Un amigo muy docto en Comunicación, no sin cierta sorna, afirma que los espectadores de la televisión actual nos dividimos en dos bloques mayoritarios: los que preferimos el formato documental y los que se decantan con la ficción. Siempre con un denominador común: todos consumimos espectáculo serializado. Argumenta mi colega, a grandes rasgos, que existe un amplio espectro de espectadores que devoran con fruición el planeta Gran Hermano y colaterales, viviendo la mar de entretenidos en su mundo paralelo. Éstos serían los enganchados a la 'ficción', valgan las comillas.

Por otro lado estamos aquellos que hemos sido abducidos literalmente por la actualidad política y sus circunstancias. Los que sintonizamos sin solución de continuidad con Ferreras, Ana Pastor, Mamen Mendizábal, Wyoming, Iñaki López, pero también a Marc Sala y a lo que se cuenta en algunas cadenas de la TDT que todos tenemos en mente. Según mi amigo, somos los que preferimos el "documental", los argumentos pegados a los titulares del día.

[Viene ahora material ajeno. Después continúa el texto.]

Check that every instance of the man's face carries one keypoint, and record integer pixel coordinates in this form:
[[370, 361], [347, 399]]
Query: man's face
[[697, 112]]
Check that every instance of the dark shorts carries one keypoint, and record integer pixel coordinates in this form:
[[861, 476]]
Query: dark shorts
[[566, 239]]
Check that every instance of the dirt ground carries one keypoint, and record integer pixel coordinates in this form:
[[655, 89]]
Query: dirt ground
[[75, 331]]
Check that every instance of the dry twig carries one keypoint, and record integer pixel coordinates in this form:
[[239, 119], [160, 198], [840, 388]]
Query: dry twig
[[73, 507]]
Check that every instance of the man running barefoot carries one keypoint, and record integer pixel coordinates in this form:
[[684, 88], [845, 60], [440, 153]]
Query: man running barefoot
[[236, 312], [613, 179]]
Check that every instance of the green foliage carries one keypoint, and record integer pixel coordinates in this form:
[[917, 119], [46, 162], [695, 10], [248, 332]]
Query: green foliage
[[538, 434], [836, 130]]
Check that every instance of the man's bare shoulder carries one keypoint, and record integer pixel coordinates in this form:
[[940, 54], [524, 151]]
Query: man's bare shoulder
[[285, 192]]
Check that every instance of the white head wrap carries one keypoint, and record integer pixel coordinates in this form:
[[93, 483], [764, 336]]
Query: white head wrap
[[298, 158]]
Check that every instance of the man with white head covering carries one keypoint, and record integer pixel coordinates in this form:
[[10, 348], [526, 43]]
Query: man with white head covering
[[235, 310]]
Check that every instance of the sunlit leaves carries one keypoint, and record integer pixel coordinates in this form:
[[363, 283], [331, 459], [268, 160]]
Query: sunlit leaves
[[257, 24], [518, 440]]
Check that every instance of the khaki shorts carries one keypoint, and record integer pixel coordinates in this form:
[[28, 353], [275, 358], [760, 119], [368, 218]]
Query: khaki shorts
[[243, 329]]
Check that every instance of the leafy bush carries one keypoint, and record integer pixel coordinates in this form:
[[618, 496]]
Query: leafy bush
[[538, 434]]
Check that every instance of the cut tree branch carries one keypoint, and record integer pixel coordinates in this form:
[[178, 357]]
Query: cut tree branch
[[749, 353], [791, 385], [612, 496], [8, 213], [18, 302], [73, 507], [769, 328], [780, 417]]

A partir de ahí, tanto los realitys ficcionados como el periodismo-espectáculo cuentan con recursos narrativos comunes. Son muy agresivos, en la letra pero también en la música, con una particularidad: saben manejar con destreza el 'diálogo' entre aquello que ocurre en el plató televisivo y lo que pasa afuera. El reportero y la reportera irrumpen desde la calle en maratonianas jornadas que van desde primera hora de la mañana hasta casi medianoche. Son periodistas de guardia a tiempo completo. Trabajan a la manera de los realities: la maquinaria de producción nunca se detiene.

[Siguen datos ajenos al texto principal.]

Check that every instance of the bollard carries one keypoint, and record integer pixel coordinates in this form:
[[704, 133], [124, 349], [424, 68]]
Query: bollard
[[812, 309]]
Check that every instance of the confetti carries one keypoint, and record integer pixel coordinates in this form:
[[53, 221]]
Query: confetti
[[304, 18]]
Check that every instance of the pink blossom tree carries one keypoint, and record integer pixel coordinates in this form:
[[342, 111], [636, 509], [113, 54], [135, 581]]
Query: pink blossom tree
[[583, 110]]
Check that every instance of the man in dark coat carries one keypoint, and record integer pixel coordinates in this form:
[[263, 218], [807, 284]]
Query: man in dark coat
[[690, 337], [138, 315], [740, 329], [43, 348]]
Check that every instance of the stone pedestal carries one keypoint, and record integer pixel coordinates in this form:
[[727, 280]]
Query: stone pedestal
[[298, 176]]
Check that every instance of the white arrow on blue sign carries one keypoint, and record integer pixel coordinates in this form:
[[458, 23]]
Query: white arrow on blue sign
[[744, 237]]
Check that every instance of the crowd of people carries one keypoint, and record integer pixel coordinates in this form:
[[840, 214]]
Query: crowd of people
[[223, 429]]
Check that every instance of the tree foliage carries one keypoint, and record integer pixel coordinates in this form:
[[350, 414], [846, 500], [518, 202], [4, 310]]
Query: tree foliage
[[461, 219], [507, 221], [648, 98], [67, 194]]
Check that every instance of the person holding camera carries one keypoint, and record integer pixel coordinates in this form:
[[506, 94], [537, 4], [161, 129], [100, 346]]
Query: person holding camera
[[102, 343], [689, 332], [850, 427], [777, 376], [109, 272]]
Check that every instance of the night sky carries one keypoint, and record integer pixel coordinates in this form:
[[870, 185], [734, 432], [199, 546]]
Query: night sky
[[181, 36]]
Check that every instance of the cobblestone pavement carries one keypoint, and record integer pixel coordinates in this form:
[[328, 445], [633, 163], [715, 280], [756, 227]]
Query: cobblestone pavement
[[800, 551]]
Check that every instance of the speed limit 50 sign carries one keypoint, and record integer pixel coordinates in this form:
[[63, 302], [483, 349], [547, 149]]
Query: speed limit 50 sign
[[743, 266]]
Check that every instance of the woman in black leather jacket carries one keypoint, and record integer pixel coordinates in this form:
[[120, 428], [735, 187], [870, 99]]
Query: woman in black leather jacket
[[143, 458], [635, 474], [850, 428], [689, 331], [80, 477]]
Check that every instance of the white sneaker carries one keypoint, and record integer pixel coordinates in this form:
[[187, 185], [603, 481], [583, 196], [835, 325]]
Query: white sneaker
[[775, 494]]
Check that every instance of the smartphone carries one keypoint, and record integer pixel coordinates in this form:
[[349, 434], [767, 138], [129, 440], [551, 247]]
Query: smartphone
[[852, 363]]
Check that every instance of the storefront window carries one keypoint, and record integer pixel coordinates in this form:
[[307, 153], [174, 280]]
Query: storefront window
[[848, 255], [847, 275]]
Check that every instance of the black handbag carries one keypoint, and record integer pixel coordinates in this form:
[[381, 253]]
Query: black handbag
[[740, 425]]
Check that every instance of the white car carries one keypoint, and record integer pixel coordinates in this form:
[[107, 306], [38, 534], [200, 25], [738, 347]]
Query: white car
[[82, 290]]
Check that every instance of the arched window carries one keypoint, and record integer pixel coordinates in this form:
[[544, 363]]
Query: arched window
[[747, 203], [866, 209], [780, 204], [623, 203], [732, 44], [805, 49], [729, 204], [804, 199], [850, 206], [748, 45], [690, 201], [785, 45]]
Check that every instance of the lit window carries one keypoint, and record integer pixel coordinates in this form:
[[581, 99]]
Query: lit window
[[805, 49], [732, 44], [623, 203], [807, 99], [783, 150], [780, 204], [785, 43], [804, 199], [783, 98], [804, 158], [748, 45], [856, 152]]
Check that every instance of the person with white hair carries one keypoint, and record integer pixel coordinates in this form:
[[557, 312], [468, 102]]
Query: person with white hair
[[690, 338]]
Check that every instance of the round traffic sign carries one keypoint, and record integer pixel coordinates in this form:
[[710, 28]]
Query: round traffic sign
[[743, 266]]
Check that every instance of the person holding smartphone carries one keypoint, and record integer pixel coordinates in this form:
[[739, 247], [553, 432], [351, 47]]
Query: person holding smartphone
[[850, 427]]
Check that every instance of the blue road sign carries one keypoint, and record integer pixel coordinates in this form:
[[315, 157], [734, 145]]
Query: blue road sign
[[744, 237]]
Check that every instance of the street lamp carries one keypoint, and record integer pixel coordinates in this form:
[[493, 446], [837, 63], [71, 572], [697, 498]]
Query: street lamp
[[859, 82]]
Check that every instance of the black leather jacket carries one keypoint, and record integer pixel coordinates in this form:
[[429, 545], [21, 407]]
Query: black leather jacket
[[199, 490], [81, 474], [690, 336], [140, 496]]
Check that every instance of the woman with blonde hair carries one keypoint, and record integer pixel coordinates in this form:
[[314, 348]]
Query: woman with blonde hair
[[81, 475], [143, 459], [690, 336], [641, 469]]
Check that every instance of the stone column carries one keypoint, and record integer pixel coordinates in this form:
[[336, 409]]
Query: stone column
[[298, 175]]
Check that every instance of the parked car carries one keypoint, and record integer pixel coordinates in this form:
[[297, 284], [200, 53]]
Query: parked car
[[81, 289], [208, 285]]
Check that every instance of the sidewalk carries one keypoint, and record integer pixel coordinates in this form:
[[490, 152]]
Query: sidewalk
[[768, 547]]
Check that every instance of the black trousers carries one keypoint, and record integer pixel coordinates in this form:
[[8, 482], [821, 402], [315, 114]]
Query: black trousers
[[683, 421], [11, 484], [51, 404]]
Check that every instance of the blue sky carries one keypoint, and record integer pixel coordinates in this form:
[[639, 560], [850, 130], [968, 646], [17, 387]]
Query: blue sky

Me pregunto si estos dos grandes grupos de espectadores son excluyentes. Y me temo que sí. En todo caso cabría una tercera vía, formada por todos aquellos que apenas consumen televisión lineal y se embarcan en diferido: sólo se nutren de las plataformas, a base de televisión a la carta y contenidos bajo demanda. Pero por ahora son minoría.